Der Altersdurchschnitt der Menschenschlange wird durch eine Gruppe U-30-Männer in orangefarbenen Jacken und mit bedruckten T-Shirts gesenkt: „Rettungsdienst“, steht da auf ihrem Rücken. Sie lachen, aber nicht laut – lange Nachtschicht gehabt? Jetzt kommen auch ein, zwei Mütter mit Kleinkindern und suchen günstige Plätze. Ein Vater klettert auf einen Barhocker und richtet seinen müden, aber liebevollen Blick auf den Sprössling in der Spielecke, während Mama ansteht. Die ersten Best-Ager werden an der Kasse abgefertigt. Sie setzen sich an einen Achtertisch, den sie zuvor mit Jacken reserviert hatten. Ihnen gehört bestimmt eine der Limousinen auf dem Parkplatz, der da unten in voller Pracht vor ihnen liegt. Ganz offensichtlich erfolgsgewohnt, sind ihnen auch hier vordere Plätze beim Frühstück sicher.

Rüde drängelt sich eine ältere Frau vor mir in die Schlange. Eine zweite, jüngere Frau stellt sich dazu. Ich sage: „Vordrängeln ist nicht die feine englische Art.“ Die Frau tut entrüstet  und stellt sich wieder hinter mich. Die ältere Frau vor mir wendet den Kopf, sie kann mir nicht in die Augen schauen. Die jüngere Frau hinter mir sieht es und erklärt: „Das ist meine Mutter, ich lade sie einmal die Woche zum Frühstück hier ein.“ Ich denke bei mir, „Warum rege ich mich eigentlich auf?“ und sage: „Sorry, Ihre Mutter hat das Fass heute morgen zum Überlaufen gebracht. Stellen Sie sich ruhig zu ihr.“ Die jüngere nickt: „Anstrengender Morgen? Kenn ich, Kinder, Schule und so weiter?“ Ich nicke und freue mich: Ein unerwarteter weiblicher Schulterschluss in der Rushhour des Lebens.

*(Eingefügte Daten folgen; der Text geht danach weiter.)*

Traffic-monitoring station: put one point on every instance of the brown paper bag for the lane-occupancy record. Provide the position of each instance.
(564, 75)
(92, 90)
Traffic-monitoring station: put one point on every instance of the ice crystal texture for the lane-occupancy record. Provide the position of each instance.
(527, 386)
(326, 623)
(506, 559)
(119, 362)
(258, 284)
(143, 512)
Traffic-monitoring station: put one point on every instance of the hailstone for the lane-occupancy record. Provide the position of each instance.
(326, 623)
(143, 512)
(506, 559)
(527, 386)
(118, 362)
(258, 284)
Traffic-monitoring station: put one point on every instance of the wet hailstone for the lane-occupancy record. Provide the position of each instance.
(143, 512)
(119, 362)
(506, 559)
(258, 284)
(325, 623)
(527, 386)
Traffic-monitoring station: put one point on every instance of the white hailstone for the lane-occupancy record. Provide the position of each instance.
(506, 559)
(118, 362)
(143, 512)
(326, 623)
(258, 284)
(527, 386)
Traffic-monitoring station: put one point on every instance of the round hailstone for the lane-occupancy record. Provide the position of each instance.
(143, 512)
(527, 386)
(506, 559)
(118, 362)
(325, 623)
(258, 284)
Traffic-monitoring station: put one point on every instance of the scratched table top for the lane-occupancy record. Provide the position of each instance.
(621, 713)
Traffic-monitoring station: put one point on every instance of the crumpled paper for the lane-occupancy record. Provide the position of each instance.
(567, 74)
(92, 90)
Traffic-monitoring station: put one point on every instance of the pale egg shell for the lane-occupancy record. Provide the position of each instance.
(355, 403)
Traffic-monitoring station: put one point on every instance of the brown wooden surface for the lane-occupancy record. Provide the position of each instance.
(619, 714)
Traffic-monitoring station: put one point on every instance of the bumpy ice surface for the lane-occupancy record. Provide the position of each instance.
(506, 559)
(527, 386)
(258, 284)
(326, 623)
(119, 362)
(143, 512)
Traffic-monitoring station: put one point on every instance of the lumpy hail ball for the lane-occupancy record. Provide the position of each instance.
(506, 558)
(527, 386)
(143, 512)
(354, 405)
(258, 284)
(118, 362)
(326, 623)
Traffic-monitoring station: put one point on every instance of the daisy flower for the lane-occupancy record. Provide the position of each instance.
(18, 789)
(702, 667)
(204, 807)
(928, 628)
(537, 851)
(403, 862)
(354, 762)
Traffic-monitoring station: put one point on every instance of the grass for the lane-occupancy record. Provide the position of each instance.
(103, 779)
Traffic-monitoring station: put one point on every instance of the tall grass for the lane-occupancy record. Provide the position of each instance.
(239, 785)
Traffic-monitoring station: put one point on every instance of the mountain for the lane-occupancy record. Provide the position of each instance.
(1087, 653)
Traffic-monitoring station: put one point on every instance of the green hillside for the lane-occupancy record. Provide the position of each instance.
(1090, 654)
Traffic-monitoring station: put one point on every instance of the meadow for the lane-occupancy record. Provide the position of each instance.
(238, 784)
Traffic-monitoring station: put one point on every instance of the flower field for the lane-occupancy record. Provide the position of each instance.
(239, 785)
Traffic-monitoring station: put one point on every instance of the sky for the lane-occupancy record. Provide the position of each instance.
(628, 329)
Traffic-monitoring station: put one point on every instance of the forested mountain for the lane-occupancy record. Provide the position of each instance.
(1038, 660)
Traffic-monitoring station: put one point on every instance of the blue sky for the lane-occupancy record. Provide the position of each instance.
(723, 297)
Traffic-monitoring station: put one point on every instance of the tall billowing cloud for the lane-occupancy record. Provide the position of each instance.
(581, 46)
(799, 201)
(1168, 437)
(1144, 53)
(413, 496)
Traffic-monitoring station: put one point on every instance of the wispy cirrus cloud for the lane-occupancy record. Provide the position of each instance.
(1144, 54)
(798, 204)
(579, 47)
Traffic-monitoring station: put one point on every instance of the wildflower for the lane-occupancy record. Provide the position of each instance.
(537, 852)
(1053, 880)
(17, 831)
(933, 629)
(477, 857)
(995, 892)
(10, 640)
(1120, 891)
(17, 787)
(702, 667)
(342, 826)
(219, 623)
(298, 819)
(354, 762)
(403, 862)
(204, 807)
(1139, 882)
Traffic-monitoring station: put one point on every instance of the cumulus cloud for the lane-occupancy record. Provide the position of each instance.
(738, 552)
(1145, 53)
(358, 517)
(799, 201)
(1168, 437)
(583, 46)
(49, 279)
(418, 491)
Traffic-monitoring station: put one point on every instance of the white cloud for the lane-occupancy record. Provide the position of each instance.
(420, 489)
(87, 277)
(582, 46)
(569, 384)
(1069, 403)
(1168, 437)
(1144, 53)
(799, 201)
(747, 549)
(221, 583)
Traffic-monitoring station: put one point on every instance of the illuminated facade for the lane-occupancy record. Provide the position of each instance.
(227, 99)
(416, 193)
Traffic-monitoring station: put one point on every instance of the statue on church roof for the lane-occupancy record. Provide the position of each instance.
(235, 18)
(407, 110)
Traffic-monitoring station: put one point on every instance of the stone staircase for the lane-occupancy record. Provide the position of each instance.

Mit dem Bezahlen geht es nur langsam voran – es ist lediglich eine Kasse besetzt. Die erfahrenen Buffetbesucher murren. Eine Frau schert aus auf die Überholspur und stellt sich an der zweiten Kasse an. Nach fünf Minuten ist klar: Die bleibt zu – sie ist defekt. Die anderen Kunden lassen die Frau nachsichtig nickend zurück in die Schlange. Sie haben es nicht mehr eilig, wissen, jeder wird hier früher oder später bedient. Und schließlich: Das Warten verlängert den kostbaren Frühstücks-Event immerhin um Minuten, wöchentlich, vielleicht täglich, morgens, halb zehn in Deutschland.

 

 

 

 

 

 

 

 

0 Kommentare zu „Moment mal“

  1. Was für eine herrliche Geschichte aus dem Alltag Deutschland! Und zeigt doch mal wieder, dass die Wunderwaffe Freundlichkeit ein Eisbrecher par excellence ist. Also lasst uns weiterhin alle freundlich zueinander sein!